본문 바로가기
Developing../Python

Data Handling in Python - Json

by bents 2021. 2. 5.
  1. Import the json package.
  2. Read the data with load() or loads().
  3. Process the data.
  4. Write the altered data with dump() or dumps().

# 용어

serialization : The process of encoding JSON

This term refers to the transformation of data into series of bytes (hence serial) to be stored or transmitted across a network.  

deserialization : the reciprocal process of decoding data that has been stored or delivered in the JSON standard.

Marshaling and serialization are loosely synonymous in the context of remote procedure call, but semantically different as a matter of intent.

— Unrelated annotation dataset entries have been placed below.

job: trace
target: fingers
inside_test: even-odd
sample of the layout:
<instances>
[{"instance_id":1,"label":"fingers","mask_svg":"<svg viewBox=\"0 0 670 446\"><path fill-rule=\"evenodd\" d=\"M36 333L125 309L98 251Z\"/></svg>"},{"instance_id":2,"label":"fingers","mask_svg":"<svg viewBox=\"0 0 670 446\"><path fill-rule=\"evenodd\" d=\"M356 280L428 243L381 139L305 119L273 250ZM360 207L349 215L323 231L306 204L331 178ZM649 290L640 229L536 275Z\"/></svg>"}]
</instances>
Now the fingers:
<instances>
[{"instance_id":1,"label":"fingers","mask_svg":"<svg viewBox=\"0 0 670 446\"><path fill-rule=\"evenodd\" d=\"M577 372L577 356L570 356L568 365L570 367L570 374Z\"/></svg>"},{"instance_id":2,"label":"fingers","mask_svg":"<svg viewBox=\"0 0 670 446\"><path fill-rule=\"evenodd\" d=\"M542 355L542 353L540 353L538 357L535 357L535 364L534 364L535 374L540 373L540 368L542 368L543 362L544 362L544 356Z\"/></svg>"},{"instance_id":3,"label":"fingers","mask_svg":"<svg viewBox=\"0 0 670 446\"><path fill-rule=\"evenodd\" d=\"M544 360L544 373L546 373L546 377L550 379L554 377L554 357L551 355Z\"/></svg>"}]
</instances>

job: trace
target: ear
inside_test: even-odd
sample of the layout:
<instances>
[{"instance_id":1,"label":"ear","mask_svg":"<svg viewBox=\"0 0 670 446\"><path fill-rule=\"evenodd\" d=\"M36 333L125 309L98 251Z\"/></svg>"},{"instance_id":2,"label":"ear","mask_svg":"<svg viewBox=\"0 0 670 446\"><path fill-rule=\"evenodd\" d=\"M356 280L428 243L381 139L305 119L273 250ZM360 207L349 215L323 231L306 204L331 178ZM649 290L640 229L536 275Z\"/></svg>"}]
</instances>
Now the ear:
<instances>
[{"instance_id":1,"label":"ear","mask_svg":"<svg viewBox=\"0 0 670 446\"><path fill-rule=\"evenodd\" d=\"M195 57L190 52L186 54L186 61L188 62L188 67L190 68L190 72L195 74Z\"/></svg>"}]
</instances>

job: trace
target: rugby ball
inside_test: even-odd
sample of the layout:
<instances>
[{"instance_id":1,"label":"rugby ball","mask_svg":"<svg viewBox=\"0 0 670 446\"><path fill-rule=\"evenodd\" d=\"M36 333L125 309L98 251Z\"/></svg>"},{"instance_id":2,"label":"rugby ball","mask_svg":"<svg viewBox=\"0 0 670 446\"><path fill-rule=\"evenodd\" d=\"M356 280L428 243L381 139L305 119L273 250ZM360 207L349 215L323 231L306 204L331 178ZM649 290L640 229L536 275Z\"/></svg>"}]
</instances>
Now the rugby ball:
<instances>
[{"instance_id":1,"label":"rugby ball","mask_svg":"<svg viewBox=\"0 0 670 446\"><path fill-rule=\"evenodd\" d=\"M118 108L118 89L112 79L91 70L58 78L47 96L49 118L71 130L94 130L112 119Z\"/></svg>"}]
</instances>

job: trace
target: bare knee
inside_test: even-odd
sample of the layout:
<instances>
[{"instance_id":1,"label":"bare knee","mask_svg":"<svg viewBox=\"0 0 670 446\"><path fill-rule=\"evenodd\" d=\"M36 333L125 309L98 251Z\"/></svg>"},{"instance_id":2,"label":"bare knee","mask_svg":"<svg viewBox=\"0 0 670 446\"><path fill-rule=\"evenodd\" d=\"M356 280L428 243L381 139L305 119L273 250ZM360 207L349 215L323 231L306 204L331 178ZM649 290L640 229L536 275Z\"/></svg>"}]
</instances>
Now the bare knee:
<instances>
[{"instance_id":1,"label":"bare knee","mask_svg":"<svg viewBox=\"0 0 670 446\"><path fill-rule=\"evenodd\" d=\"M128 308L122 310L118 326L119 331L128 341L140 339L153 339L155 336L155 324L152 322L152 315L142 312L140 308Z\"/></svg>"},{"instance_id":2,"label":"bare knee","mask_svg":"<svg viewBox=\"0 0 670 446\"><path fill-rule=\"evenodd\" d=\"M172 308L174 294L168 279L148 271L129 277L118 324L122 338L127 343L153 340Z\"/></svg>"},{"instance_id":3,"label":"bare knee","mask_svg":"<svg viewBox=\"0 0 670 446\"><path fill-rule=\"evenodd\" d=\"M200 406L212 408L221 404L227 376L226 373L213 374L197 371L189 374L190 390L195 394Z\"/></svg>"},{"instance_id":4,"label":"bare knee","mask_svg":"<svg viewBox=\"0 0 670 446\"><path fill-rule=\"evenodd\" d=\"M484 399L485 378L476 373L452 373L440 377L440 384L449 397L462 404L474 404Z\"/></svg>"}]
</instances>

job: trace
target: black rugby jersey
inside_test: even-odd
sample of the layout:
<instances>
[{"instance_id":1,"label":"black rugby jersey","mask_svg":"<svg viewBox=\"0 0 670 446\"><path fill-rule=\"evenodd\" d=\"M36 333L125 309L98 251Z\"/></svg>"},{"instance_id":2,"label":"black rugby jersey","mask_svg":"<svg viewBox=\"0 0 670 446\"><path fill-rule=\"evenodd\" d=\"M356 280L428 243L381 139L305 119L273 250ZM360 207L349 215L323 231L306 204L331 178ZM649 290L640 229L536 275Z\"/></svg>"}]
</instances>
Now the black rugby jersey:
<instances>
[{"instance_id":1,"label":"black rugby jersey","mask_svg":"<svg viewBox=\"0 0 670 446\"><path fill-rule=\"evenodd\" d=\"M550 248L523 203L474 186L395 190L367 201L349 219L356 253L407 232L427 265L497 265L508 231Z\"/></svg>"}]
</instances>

In particular, marshaling is about getting parameters from here to there, while serialization is about copying structured data to or from a primitive form such as a byte stream. In this sense, serialization is one means to perform marshaling, usually implementing pass-by-value semantics.

It is also possible for an object to be marshaled by reference, in which case the data "on the wire" is simply location information for the original object. However, such an object may still be amenable to value serialization.

1) Serialize

: write serialized json data to a native Python str object.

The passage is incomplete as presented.